Managed to connect PIX profiler to Shade today, so I collected actual GPU timings for the first time. Previously I was using WebGPU’s timestamp-query
, which have wonky timings for “security reasons”.
Here are precise timings from PIX for 1024 lights scenario:
Culling - 7.84 µs
Binning - 193 µs
Shading - 274.37 µs
This is pretty much the first time I’ve been using a real GPU profiler, and I must say I’m really impressed. I’ve been creating a lot of tooling in Shade just to provide a window into what the GPU is doing, and this tool does it all and more our of the box. I wouldn’t say I regret writing the tools that I have, but I will definitely be relying on PIX more in the future.
That said, setting it up has been a real pain. I’ve done it in the past only to get fail to record anything, today I managed to obtain a recording, but only on Chrome Canary, and only with a very specific version of PIX (tried 5 different version, only one worked). And even then, many of the recording features don’t work and recording only works about 20% of the time. So a lot left to be desired.
For posterity,
I’m on Windows 11 x64
PIX version is 2405.15.002-OneBranch_release
Chrome Canary is Version 137.0.7125.0 (Official Build) canary (64-bit)
Launch parameters are: --disable-gpu-sandbox --disable-gpu-watchdog --enable-dawn-features=emit_hlsl_debug_symbols,disable_symbol_renaming "http://localhost:5173/"
Tickboxes
When everything works (The 20% I mentioned), you get something like this:
Especially enlightening for me was wave occupancy on ray traced shadows:
The warps are only ~30% utilized on average, with the rest sitting idle. Another way to picture this would be to imagine something like this:
if(x){
// code 1
}else if(y){
// code 2
}else{
// code 3
}
Where each each thread hits a random branch on average, so only 30% of the threads are running the same branch at any given time on average.

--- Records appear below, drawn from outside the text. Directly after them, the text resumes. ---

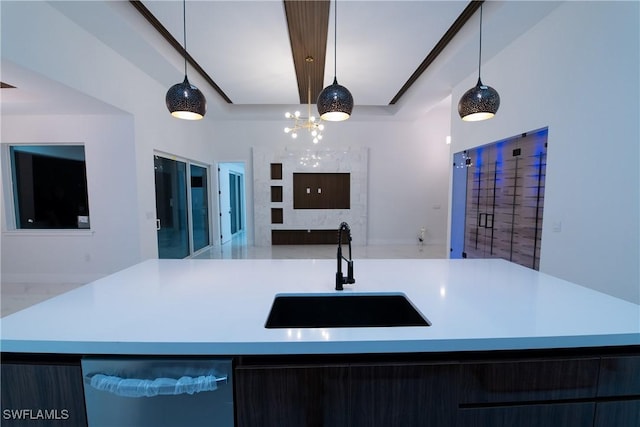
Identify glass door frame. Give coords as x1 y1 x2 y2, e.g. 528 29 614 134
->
153 150 214 258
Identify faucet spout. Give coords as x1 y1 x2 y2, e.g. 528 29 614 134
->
336 222 356 291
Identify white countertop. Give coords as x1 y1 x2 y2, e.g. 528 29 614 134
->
1 259 640 355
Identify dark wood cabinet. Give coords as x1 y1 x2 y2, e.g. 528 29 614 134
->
460 357 600 405
457 402 596 427
235 363 458 427
1 360 87 427
458 357 600 427
349 363 458 427
235 366 349 427
594 355 640 427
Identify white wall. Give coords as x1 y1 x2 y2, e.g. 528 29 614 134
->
451 2 640 303
2 2 224 282
2 2 449 288
216 100 450 246
2 115 140 283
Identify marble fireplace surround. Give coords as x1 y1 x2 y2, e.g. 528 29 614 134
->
252 147 369 246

This is not too bad for an inline ray tracer for somewhat obvious reasons. But the main takeaway for me here was that optimizing the memory access further is pointless, and any BVH improvements will have marginal gains, as the main issue is occupancy. I’m curious about that last bit at the end where we see a lot of blue, this indicates a lot of stragglers.
Imagine if you could reach close to 90% occupancy - suddenly ray tracing would be 3 times faster.
More relevant to this topic, is shading. Here’s shading occupancy:
Red is occupied, orange is idle and blue is free. occupancy is ~40% throughout.
The reasons seems to be register pressure
which hovers around 93% at the peak, so we can only schedule about 40% of the threads in a warp it seems
Also, take the timings with a grain of salt, GPU timings are not super reliable because:
- GPU has acceleration/parking strategies to limit power usage. This causes timings to drift
- Ambient temperature has impact on the above, I (and I assume you too) are not in a temperature-controlled environment
- GPU is doing other stuff, from drawing your other application windows, to doing stuff like video decoding
- Modern GPUs runs on virtual memory, so there’s paging involved
- Browser actually interacts with the driver for you, so there’s a fat layer of abstraction between WebGPU and the GPU
- GPU scheduler provides no guarantees on reproducibility of scheduling. That is - your thread/warp allocation will vary pretty much every time, and some allocations might lead to better occupancy
- GPU has caches
I’m sure I’m missing at least a few extra reasons in there, the point is - timings will vary. The only useful metrics are averages for relatively large sample sizes, and relative to other metrics.